🌻 Bab 3 🌻

4K 560 11
                                    

Malam ini tidak seperti biasanya. Terasa cukup ramai karena Tuan Handoko menggelar pesta kecil-kecilan untuk menyambut kedatangan cucunya. Lapangan luas ini di sulap menjadi tempat pesta yang di mana banyak jamuan makanan dan berbagai minuman.

Membuat Jenar semakin semangat mengikuti acara pesta ini. Di sisi lain gadis desa di sini sedang berbondong-bondong mempercantik diri untuk bisa menaklukkan hati sang pria tampan. Cucu dari Tuan Handoko.

"Lihat itu si Jenar. Buset kaya buntelan kentut gitu pake acara dandan segala."

Tertawaan, cemoohan dan hinaan lagi-lagi Jenar dapatkan. Padahal Jenar hanya memakai pakaian yang sedikit lebih bagus berpadu dengan bedak sedikit lebih tebal apa itu salah? Wanita itu mencoba untuk tidak berpengaruh. Ia meraih beberapa makanan lain untuk dicicipi. Di sini banyak sekali makanan untuk apa ia mendengar ocehan mereka yang tak bermutu sama sekali. Yang lebih menyenangkan semua makanan di sini gratis. Jenar tidak boleh mengabaikan kesempatan ini hanya karena omongan pedas mereka. 

"Mungkin dia mau nyaingi kamu Indah. Mau rebut hati Mas Agam." Desi, teman Indah terlihat semakin memprovokasi wanita itu. Mereka seperti menemukan bahan olokan yang pas untuk dihina oleh mulut-mulut beracun mereka.

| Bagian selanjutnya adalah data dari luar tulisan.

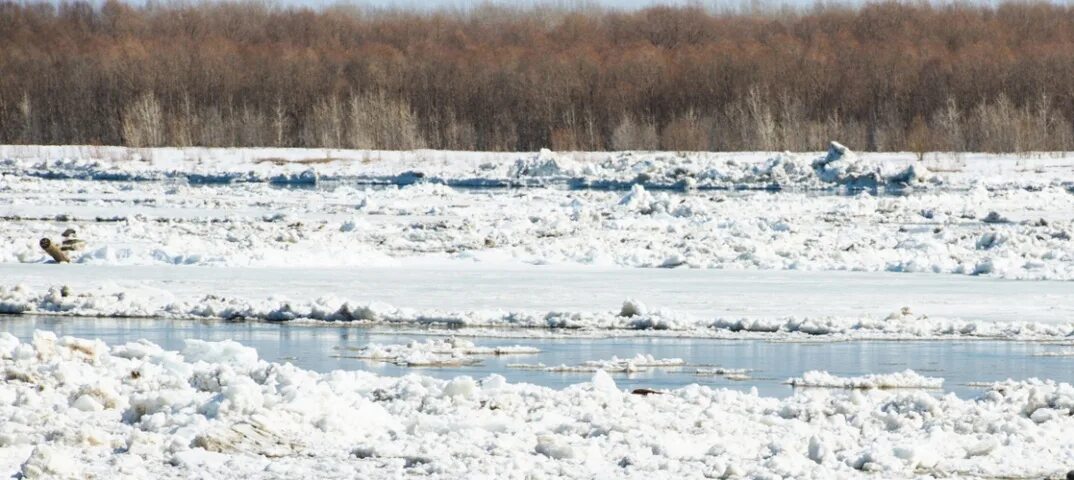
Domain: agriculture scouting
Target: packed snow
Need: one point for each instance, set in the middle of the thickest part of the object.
(996, 216)
(528, 244)
(905, 379)
(639, 362)
(113, 300)
(435, 352)
(80, 408)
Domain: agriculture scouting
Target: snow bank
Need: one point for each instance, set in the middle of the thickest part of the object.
(80, 408)
(905, 379)
(838, 168)
(435, 352)
(639, 362)
(935, 230)
(634, 317)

"Wkwk mimpi aja kali. Mana mungkin Mas Agam ngelirik wajah jelek Jenar yang ada dia malah muntah."

Gelak tawa saling bersahutan. Menertawakan Jenar yang kini semakin menunduk dalam. Meskipun diabaikan. Hinaan mereka benar-benar memberikan denyutan sakit untuk hati Jenar. Terlebih lagi semua mata kini sedang tertuju ke arahnya. Menatap Jenar penuh penghinaan.

Dengan sedih Jenar meletakan piring makannya di atas meja. Bertahan lebih lama pun malah membuat hatinya semakin sakit. Ia berniat pergi saja dari sini karena semua orang seolah tidak pernah menyukai keberadaannya.

Belum sempat kakinya melangkah. Tiba-tiba suara berat seseorang menggema. Membuat para wanita tengil itu bungkam tanpa kata mendengar ucapan tajam lelaki tersebut.

"Kalian pikir, kalian cantik? Berpikir dulu sebelum menghina seseorang. Karena belum tentu yang kalian hina itu adalah yang terburuk."

Semua mulut di bungkam. Mereka tidak berani membalas ucapan lelaki itu. Mereka malah berbalik merasa begitu malu lelaki tampan itu malah mengatai mereka dengan balasan yang setimpal.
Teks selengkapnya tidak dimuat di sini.